Yep, you heard it here first: the ever warm, woodsy scented blazing flame of an open fire. As we scouted places in which to have our Christmas dinner, they only made it to the list if they had that fire. The Moondance restaurant fit the bill perfectly. Alas no turkey dinner, we settled for a thin crust pizza that was a "ten".
While we were eating, Christmas Carols were playing, not Bing or anyone else well known, and a small tree lit up the darkness. (The interior of all shops and restaurants are unaccountably dim; never enough power.)
While walking and browsing and stopping for a coffee, we went into a shop named Pearl Arts. There we met Ghulam Rasool, originally of Kashmir, and his wife. I purchased a shawl and his wife demonstrated to me how she had embroidered it by hand. She used a hooking tool to pull the embroidery thread through the wool.
Ghulam is a rug maker, he showed us some of his work and also shared the preliminaries. First he finds a pattern he likes, sometimes from Iran, and gets a photograph. He then graphs it and creates a set of carpet language directions. It is a complex process resulting in a beautiful product; somewhat expensive but surely a worthy work of art. The pattern in the picture is for a 4x6 foot rug, 18x18 knots per sq. inch. (that is if I understood him correctly)

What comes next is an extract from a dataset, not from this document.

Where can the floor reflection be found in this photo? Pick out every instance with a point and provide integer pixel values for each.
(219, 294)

Lucca and the Rasool Family
Lakeside got busier and busier as the evening wore on; many cars, motorbikes, street vendors, and pedestrians falling off the sidewalk. It did feel a little like the hustle and bustle of a holiday. OK not really. Just busy.
The shops seem endless and many are same-same. But occasionally one looks especially enticing.
Felt Items from Yak Wool
So now I end with the beginning. Upon arriving at Lakeside we ate our 1st western food of the day. I had scrambled eggs and steak. The eggs were great, so was the toast and butter; we shall not discuss the steak.